Pemuridan yang berintelektual pastilah sangat mempengaruhi generasi kedepannya
untuk terus melanjutkan estafet pelayanan ini dengan mengerjakan visi agung yang daripada
Allah yakni menjadikan semua bangsa di dunia ini menjadi murid kepunyaan-Nya, kembali
kepada jalan yang dikehendaki-Nya. Sehingga semakin banyaklah jiwa-jiwa yang
dimenangkan bagi Tuhan bahkan melalui teladan secara otomatis juga akan mempengaruhi
orang-orang supaya datang kepada Tuhan.
Proses pemuridan yang terdidik haruslah dibuktikan melalui sumber daya manusia
yang berkualitas. Karena pemuridan berpotensi jadi sarana pemasok insan kompeten dan
berakhlak yang siap membangun bangsa dengan visi jelas. Jadi orang- orang yang percaya
kepada Kristus dan memilki kualitas yang lebih pastilah sangatlah berperan dalam
mempengaruhi setiap orang yang berada disekitarnya melalui kemampuan (disiplin ilmu)

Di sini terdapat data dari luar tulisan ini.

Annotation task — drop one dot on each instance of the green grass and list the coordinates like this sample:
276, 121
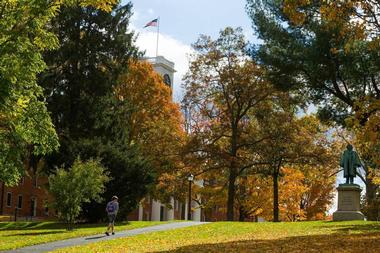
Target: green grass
20, 234
358, 236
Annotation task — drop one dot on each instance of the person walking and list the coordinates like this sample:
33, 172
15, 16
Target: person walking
111, 209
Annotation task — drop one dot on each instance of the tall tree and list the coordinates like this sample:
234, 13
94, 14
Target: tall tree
26, 127
222, 87
327, 50
152, 121
294, 142
95, 49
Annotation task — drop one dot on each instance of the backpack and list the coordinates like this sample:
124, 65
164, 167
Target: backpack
110, 207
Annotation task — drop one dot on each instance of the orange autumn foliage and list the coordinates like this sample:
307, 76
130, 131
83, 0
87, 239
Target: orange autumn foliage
153, 120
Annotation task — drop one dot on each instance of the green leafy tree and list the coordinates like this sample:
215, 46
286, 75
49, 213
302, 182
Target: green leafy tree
95, 49
83, 182
328, 52
25, 125
222, 88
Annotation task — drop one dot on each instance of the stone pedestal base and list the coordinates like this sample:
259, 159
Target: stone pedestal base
348, 203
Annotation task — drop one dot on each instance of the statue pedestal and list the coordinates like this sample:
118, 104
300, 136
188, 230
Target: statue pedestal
348, 203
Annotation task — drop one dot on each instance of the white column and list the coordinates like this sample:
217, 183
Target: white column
186, 208
155, 210
141, 211
170, 213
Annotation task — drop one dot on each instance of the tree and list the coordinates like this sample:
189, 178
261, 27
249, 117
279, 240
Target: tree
295, 141
222, 88
26, 127
153, 122
319, 48
291, 191
80, 184
327, 50
95, 49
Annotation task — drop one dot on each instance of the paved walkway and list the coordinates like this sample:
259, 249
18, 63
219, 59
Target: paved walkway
98, 238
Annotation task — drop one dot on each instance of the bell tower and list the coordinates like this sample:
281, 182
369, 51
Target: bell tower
163, 67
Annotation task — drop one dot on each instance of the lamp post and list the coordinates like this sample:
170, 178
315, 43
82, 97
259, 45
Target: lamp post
190, 178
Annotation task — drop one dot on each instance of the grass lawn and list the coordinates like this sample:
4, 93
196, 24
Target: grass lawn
20, 234
358, 236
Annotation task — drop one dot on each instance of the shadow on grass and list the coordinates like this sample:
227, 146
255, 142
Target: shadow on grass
95, 237
339, 242
35, 233
342, 227
49, 225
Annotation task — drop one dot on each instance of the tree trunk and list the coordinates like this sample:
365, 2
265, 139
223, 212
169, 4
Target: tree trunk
231, 195
372, 210
241, 214
275, 198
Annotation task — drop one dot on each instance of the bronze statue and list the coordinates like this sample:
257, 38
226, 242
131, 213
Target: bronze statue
350, 161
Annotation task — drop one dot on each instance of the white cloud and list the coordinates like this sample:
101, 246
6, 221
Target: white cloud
172, 49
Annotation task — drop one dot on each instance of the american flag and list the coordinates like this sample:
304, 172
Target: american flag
154, 22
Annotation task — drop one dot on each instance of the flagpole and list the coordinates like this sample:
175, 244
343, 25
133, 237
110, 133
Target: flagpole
158, 34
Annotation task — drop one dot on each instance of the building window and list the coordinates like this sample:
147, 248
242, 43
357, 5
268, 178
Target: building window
9, 199
19, 202
35, 181
167, 80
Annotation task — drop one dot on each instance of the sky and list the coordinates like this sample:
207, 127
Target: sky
181, 23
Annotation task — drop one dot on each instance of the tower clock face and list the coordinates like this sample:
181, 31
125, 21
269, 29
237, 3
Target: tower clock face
167, 80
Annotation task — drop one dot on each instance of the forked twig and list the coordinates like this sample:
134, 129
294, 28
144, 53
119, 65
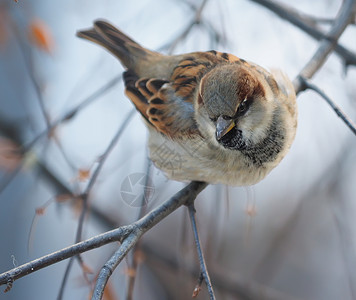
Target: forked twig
307, 25
86, 193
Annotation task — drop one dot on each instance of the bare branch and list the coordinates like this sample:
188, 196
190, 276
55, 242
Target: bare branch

yang dimilikinya. Hal inilah yang sangat dibutuhkan bangsa ini untuk melakukan suatu
perubahan atau transformasi sosial kearah yang lebih baik yang berpusat kepada Kristus.

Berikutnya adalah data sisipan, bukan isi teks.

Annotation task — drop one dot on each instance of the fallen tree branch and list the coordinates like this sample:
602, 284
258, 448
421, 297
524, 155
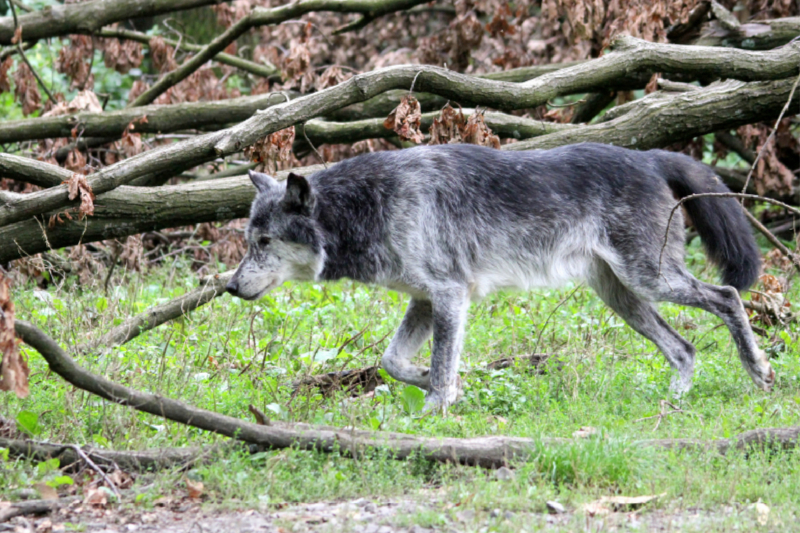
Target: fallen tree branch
88, 17
137, 461
660, 120
488, 452
322, 131
212, 286
264, 17
29, 170
168, 118
265, 70
631, 55
653, 123
129, 210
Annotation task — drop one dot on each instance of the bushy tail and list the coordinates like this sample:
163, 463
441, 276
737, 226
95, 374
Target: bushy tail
720, 222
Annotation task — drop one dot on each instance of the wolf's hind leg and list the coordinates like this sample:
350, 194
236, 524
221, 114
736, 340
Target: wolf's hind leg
449, 307
643, 317
415, 329
683, 288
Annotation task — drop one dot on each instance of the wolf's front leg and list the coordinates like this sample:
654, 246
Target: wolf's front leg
415, 329
449, 319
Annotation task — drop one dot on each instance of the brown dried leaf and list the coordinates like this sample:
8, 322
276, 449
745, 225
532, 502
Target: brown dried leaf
652, 85
195, 488
13, 367
776, 259
75, 61
95, 496
447, 127
163, 55
331, 77
138, 88
121, 479
7, 63
272, 149
477, 132
499, 25
83, 101
405, 120
297, 70
46, 491
76, 185
75, 161
122, 55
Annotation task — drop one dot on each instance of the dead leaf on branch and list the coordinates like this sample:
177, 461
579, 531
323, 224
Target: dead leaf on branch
446, 128
331, 77
13, 367
499, 25
7, 63
406, 119
122, 55
77, 185
75, 61
477, 132
608, 504
163, 55
84, 101
453, 127
273, 148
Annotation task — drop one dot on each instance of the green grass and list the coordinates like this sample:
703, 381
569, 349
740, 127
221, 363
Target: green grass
232, 353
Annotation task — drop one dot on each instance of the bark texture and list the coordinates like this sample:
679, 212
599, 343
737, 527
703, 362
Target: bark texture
490, 452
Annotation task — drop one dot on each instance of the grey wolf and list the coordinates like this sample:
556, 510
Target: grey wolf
450, 224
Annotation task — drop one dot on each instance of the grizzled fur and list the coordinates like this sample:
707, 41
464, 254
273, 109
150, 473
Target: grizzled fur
450, 224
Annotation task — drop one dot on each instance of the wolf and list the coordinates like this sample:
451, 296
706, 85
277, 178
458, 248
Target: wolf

Oleh sebab itu, kita perlu menyadari apa yang menjadi tugas dan bagian kita masing-
masing, sebagai apapun status kita baik sebagai siswa/mahasiswa, alumni dalam dunia
profesi, orang tua atau sebagai apapun kita, marilah sama-sama memanfaatkan kesempatan
ini dengan sebaik-baiknya untuk menjangkau saudara-saudara kita yang belum percaya
kepada Kristus. Contoh kecilnya melalui pemuridan dalam kelompok kecil dalam pelayanan
siswa/mahasisiawa dan alumni, menjadi atasan atau bawahan yang teladan dan berintegritas
dalam dunia profesi, dsb. Sebab sama-sama kita ketahui bahwa ilmu yang kita miliki bisa
mempengaruhi siapapun yang ada di dunia ini, bukan hanya sekedar pengetahuan secara
spiritual tapi juga pengetahuan secara akademik karena ilmu adalah jendela dunia. Dengan
demikian orang lain bisa melihat bahwa kemuliaan Tuhan juga bisa terpancar lewat kaum-
kaum intelektual yang mengandalkan Tuhan. Artinya bukan saja sekedar pemuridan secara
spiritual tetapi harus sudah lebih mengarah pada pemuridan yang berkarakter intelektual.
Jika kita ingin melakukan suatu perubahan menuju transformasi sosial yang
berlandaskan Kristus maka mari kita mulai dari sekarang karena ini adalah tanggung jawab
kita bersama sebagai kaum-kaum intelektual yang telah ditebus dari kegelapan. Kita harus
mempersiapkan diri kita dan mempersiapakan orang lain menjadi orang-orang yang
berpengaruh di negara kita ini dan di seluruh dunia melalui Kristus yang ada di dalam hati
kita serta pengetahuan yang kita miliki. Kalau bukan kita, siapa lagi!!!